Era cierto que, cuando era adolescente, rechazaba a mi madre. Me negaba a sentarme a su lado en el cine. Intentaba evitar sus besos. Me sentía incómodo con su figura femenina y me enojaba que fuera la única mujer divorciada de por aquí. Yo quería que se comportara como las otras madres, que llevara ropa de estar por casa, que hiciera álbumes de recortes, que horneara bizcochos de chocolate y nueces.

—A veces los hijos dicen cosas muy desagradables, ¿verdad, Rose? Te entran ganas de preguntar, ¿de quién será este niño?

Rose se rió.

—Pero, normalmente, lo que pasa es que están sufriendo por algo. Necesitan resolverlo.

Me lanza una mirada.

—Recuérdalo, Charley. A veces los hijos quieren hacerte el mismo daño que sufren ellos.

«¿Hacerte el mismo daño que sufren ellos?» ¿Era eso lo que yo había hecho? ¿Había querido ver en el rostro de mi madre el rechazo que sentía por parte de mi padre? ¿Acaso mi hija me había hecho lo mismo?

—No lo hice con ninguna intención, mamá —susurré.

—¿El qué?

—Sentirme avergonzado.
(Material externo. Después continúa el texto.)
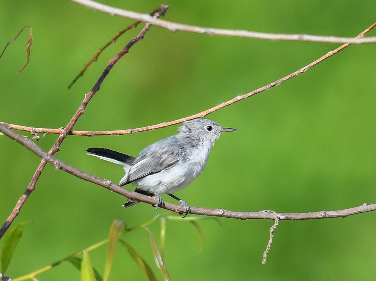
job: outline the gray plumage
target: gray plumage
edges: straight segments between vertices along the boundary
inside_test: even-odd
[[[137,158],[106,148],[91,148],[86,151],[88,155],[123,165],[126,174],[120,186],[135,183],[136,192],[156,195],[158,199],[156,208],[163,203],[160,194],[168,194],[184,207],[185,216],[190,212],[189,206],[172,193],[201,174],[209,153],[222,133],[236,130],[207,119],[195,119],[183,122],[178,134],[151,144]],[[124,205],[130,207],[139,202],[128,199]]]

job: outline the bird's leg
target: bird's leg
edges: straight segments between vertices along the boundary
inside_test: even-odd
[[[183,218],[185,218],[188,214],[191,212],[191,207],[189,206],[187,202],[184,201],[183,200],[182,200],[180,198],[177,197],[173,194],[168,194],[170,196],[176,200],[177,200],[179,202],[181,203],[181,205],[184,207],[184,211],[183,212],[179,212],[179,215],[183,215],[183,214],[185,213],[185,215],[183,217]]]
[[[161,197],[161,195],[159,193],[156,193],[155,197],[158,199],[158,202],[157,202],[157,204],[155,205],[153,205],[153,207],[155,207],[155,208],[154,209],[153,211],[155,211],[158,209],[158,207],[159,207],[159,206],[162,205],[163,203],[163,200],[162,200],[162,198]]]

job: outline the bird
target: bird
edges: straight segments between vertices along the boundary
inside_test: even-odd
[[[236,129],[223,128],[204,118],[184,121],[178,133],[158,140],[143,149],[135,157],[108,148],[92,147],[86,154],[123,166],[126,173],[120,186],[135,183],[136,192],[155,196],[155,210],[164,204],[161,196],[167,194],[181,203],[185,218],[190,212],[187,203],[173,193],[188,186],[202,172],[209,153],[222,133]],[[123,205],[128,207],[140,201],[128,198]]]

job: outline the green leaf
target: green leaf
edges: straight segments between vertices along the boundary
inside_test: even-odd
[[[83,258],[81,265],[81,279],[82,281],[96,281],[94,269],[87,251],[83,251]]]
[[[201,231],[201,228],[200,227],[200,226],[199,225],[199,224],[194,221],[190,221],[196,228],[196,230],[197,230],[197,232],[199,234],[199,236],[200,236],[200,241],[201,242],[201,248],[199,252],[199,254],[202,252],[203,250],[204,249],[204,236],[202,235],[202,231]]]
[[[26,223],[24,222],[18,224],[15,227],[8,231],[4,238],[1,255],[1,272],[3,274],[8,268],[12,256],[23,233],[23,226]]]
[[[110,272],[112,266],[114,257],[115,254],[115,249],[117,243],[118,239],[120,232],[124,227],[125,223],[120,219],[115,219],[112,223],[108,237],[108,250],[107,251],[107,258],[105,266],[105,274],[103,276],[104,281],[107,281],[110,275]]]
[[[119,240],[123,243],[123,244],[127,247],[128,251],[130,256],[139,267],[145,276],[150,281],[158,281],[157,278],[155,276],[154,272],[150,268],[147,263],[143,258],[130,245],[124,241],[120,239]]]
[[[166,219],[164,218],[161,219],[161,253],[162,257],[164,255],[164,246],[166,244]]]
[[[68,258],[67,260],[70,262],[73,266],[77,268],[80,271],[81,271],[81,265],[82,263],[82,259],[77,257],[72,257]],[[103,281],[103,279],[102,276],[100,276],[99,272],[98,272],[95,268],[93,268],[94,270],[94,275],[95,275],[95,279],[97,281]]]
[[[163,257],[162,255],[162,253],[161,251],[161,250],[159,249],[158,245],[157,244],[157,242],[155,241],[154,236],[153,236],[153,234],[152,234],[152,233],[150,232],[149,228],[146,227],[144,228],[149,234],[149,237],[150,239],[150,245],[152,246],[152,250],[153,251],[153,254],[154,256],[154,259],[155,260],[155,263],[156,264],[157,266],[159,269],[159,270],[161,271],[161,273],[162,273],[164,279],[166,280],[166,281],[170,280],[171,278],[168,274],[167,267],[166,267],[166,266],[164,264],[164,261],[163,260]]]

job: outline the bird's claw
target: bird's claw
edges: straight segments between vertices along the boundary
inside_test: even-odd
[[[189,206],[186,202],[184,200],[180,200],[180,202],[182,203],[181,205],[184,207],[184,211],[183,212],[179,212],[179,215],[183,215],[183,214],[185,214],[185,215],[182,218],[185,218],[188,214],[191,212],[191,207]]]
[[[155,197],[158,199],[158,202],[155,205],[152,205],[153,207],[155,207],[155,208],[153,210],[153,211],[155,211],[158,209],[159,207],[159,206],[161,205],[163,203],[163,200],[162,200],[162,198],[161,197],[160,194],[159,193],[157,193],[155,195]]]

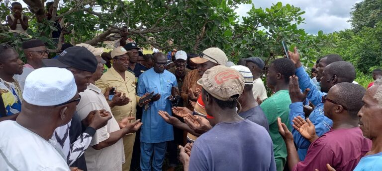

De ti, de tu ropa o… de tu situación.

Ella se enjuagó el champú de las manos y luego dirigió el chorro de agua a la cabeza de Rose.

—Un niño que se avergüenza de su madre —dijo— no es más que un niño que no ha vivido lo suficiente.

En el cuarto de estar había un reloj de cuco que rompió el silencio con leves campanadas y un ruido mecánico de algo que se deslizaba. Mi madre le estaba recortando el pelo a Rose con un peine y unas tijeras.

Sonó el teléfono.

—Charley, querido —dijo Rose—, ¿puedes cogerlo por mí?

Me dirigí a la habitación de al lado, siguiendo el timbre hasta que vi un teléfono colgado en el exterior de la pared de la cocina.

—¿Diga? —dije en el auricular.

Y todo cambió.

—¿CHARLES BENETTO?

Era la voz de un hombre que gritaba.

—¡CHARLES BENETTO! ¿PUEDE OÍRME, CHARLES?

Me quedé helado.

—¿CHARLES? ¡SÉ QUE PUEDE OÍRME! ¡CHARLES! ¡HA HABIDO UN ACCIDENTE! ¡HÁBLENOS!

Con mano temblorosa, volví a colgar el auricular.